Les Enseignements Scolaires

                   Pour les élèves de collège et lycée, les cours représentent leur quotidien. Or, dans les cours d’histoire voire français, arts plastiques,etc. la guerre est très présente.

 

                  Certains élèves bisontins se rappellent : « En 3e et en 2nd, nos professeurs d’histoire nous racontaient des anecdotes sur Besançon pendant la Seconde Guerre Mondiale : comment des gens de leur famille avaient survécu, les caractéristiques de Besançon, les cachettes, etc. Dans les livres d’histoire, certaines images leur rappelaient un fait et ils nous le racontaient. Ca rendait le cours plus vivant et plus concret. »

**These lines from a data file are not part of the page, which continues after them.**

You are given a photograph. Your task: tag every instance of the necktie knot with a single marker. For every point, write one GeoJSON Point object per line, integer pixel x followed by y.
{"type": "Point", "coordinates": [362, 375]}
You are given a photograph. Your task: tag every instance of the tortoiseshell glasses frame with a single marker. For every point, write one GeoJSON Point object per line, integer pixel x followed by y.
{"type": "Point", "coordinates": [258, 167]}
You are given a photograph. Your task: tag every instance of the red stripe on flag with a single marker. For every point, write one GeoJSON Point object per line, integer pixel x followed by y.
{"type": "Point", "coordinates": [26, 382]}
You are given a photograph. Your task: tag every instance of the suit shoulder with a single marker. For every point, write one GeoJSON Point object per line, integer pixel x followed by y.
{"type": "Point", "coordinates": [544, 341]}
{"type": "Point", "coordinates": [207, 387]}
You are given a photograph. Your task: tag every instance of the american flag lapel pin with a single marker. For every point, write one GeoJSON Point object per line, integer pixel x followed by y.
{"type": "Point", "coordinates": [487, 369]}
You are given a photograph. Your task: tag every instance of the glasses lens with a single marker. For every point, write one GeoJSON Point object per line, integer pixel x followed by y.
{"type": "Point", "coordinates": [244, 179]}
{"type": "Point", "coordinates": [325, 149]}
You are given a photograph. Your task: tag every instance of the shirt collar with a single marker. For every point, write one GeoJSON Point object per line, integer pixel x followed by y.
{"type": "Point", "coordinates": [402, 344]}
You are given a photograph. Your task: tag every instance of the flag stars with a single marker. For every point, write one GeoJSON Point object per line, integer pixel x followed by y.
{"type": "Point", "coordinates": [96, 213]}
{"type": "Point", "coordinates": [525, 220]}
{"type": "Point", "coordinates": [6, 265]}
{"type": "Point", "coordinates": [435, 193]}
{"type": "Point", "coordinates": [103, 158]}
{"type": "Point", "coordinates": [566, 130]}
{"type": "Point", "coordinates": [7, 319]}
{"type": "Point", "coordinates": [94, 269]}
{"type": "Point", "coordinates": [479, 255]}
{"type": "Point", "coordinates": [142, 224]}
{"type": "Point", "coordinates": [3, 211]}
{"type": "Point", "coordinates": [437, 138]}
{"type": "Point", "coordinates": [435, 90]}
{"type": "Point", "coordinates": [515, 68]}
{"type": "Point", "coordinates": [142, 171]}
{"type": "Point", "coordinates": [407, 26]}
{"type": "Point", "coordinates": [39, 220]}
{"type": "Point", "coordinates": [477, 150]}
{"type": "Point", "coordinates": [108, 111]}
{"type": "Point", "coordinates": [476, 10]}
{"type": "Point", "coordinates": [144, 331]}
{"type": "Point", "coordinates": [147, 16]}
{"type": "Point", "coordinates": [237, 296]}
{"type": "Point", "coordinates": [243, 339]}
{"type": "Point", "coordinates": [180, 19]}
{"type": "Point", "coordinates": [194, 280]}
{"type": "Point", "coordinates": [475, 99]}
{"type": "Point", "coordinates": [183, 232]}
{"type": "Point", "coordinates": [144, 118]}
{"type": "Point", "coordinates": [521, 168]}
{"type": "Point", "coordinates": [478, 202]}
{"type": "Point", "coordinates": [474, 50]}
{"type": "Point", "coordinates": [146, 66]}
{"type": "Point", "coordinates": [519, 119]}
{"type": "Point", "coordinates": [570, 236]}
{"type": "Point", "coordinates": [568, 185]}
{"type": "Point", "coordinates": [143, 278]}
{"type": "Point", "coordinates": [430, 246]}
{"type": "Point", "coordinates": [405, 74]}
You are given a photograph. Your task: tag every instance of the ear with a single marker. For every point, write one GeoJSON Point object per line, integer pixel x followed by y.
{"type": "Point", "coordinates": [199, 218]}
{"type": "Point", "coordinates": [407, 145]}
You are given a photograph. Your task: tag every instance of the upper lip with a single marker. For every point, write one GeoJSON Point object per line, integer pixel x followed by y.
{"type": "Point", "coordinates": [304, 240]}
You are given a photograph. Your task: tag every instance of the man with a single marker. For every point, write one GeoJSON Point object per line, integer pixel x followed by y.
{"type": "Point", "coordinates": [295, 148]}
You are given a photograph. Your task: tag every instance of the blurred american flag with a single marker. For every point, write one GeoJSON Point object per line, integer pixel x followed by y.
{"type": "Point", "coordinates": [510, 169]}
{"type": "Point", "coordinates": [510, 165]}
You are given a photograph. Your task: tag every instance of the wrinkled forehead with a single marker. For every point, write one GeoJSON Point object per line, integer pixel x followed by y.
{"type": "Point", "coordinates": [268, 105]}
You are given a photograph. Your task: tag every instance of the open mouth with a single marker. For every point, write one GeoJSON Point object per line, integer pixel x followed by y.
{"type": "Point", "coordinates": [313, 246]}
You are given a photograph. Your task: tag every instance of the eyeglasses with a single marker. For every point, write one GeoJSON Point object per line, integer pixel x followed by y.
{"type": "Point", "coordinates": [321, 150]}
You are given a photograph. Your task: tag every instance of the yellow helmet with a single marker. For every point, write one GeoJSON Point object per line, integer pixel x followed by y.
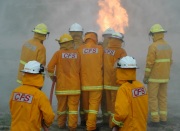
{"type": "Point", "coordinates": [157, 28]}
{"type": "Point", "coordinates": [65, 38]}
{"type": "Point", "coordinates": [90, 35]}
{"type": "Point", "coordinates": [41, 29]}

                  Les souvenirs qui étaient ceux de professeurs (qu’ils tenaient eux-mêmes d’autres personnes) deviennent ceux de jeunes générations qui seront à leur tour capables de les retransmettre. La mémoire collective se forme aussi oralement, comme une sorte de tradition orale.

 

                     Certains établissements scolaires organisent aussi des évènements (sorties, rencontres) autour de la Guerre. Comme en témoigne, le cas du collège Clairs-Soleils à Besançon dans l’année 2011-2012, qui avait organisé une rencontre entre toutes les 3e de l’établissement et une ancienne déportée du camp de BERGEN-BELSEN et AUSCHWITZ : Mme Tessier, qui a raconté toutes les horreurs qu’elle a subi.

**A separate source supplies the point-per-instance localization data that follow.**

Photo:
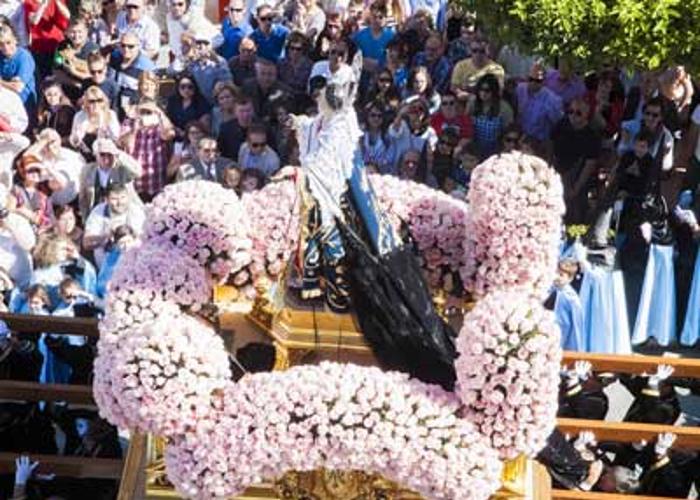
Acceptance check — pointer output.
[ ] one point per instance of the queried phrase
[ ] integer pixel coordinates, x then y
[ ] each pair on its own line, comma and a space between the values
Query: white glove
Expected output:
637, 472
618, 206
583, 370
24, 469
662, 373
584, 439
664, 443
646, 231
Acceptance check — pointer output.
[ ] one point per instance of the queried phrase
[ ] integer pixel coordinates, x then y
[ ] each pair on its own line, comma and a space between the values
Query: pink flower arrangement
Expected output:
435, 221
514, 226
336, 416
148, 280
273, 214
207, 222
508, 371
159, 377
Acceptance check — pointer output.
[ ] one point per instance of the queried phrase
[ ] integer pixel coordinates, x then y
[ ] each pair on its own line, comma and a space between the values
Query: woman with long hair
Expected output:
186, 150
55, 109
376, 146
96, 119
384, 90
225, 94
421, 85
187, 104
491, 115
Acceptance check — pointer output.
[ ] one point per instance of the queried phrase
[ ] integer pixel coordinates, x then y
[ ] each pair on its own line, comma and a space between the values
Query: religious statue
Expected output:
350, 250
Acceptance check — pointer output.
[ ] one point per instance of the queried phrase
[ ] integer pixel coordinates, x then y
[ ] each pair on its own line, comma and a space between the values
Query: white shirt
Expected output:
145, 28
102, 223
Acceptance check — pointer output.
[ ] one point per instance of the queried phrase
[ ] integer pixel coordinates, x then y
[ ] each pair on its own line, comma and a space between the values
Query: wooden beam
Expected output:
591, 495
133, 469
77, 467
31, 323
34, 391
628, 432
683, 367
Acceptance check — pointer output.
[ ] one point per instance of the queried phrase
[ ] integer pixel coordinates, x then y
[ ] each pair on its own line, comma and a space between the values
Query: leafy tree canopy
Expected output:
639, 34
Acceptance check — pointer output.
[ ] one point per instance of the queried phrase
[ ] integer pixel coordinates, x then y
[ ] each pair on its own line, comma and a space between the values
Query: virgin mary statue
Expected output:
352, 254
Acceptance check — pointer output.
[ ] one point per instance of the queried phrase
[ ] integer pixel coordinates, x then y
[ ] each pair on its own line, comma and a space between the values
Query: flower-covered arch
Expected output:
162, 369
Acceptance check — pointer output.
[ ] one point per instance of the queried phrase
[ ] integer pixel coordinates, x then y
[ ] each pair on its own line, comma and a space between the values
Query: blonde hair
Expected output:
149, 76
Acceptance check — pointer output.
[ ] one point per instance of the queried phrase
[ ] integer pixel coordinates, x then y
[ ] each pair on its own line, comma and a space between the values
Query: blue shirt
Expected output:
373, 48
271, 46
20, 65
232, 37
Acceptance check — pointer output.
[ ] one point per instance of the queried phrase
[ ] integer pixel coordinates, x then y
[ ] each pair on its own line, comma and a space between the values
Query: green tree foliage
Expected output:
643, 34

                       Le témoignage de son passé a été troublant, émouvant voire même choquant pour tous ceux qui l’ont écouté. Le fait de voir une rescapée de ce massacre était aussi impressionnant et captivant. La vue de son tatouage de déportée, l'écoute de son histoire parsemées de tortures, maladies, mauvais traitements a bouleversé tout un auditoire.  La mémoire collective est aussi formée grâce à tous ces gens qui ont le courage de raconter encore et encore ces évènements terribles. Ces souvenirs réussiront à passer la barrière des générations grâce à ces personnes.

 

NB : Mme Tessier a en quelque sorte organisé une « tournée » en Franche-Comté en 2011, des rencontres où elle ravivait le souvenir de la guerre et contribuait à imprégner ce souvenir dans la mémoire de ses auditeurs. [Voir l'article ci-dessous]

 

Article mme teyssier

Copyright : L'Est Républicain, parution du Dimanche 15 Mai 2011

 

ARTICLE : UNE ANCIENNE DEPORTEE D’AUSCHWITZ TEMOIGNE

 

Devoir de mémoire : cette  expression a pris tout son sens samedi 7 mai [2011] veille des commémorations du 8 mai 1945.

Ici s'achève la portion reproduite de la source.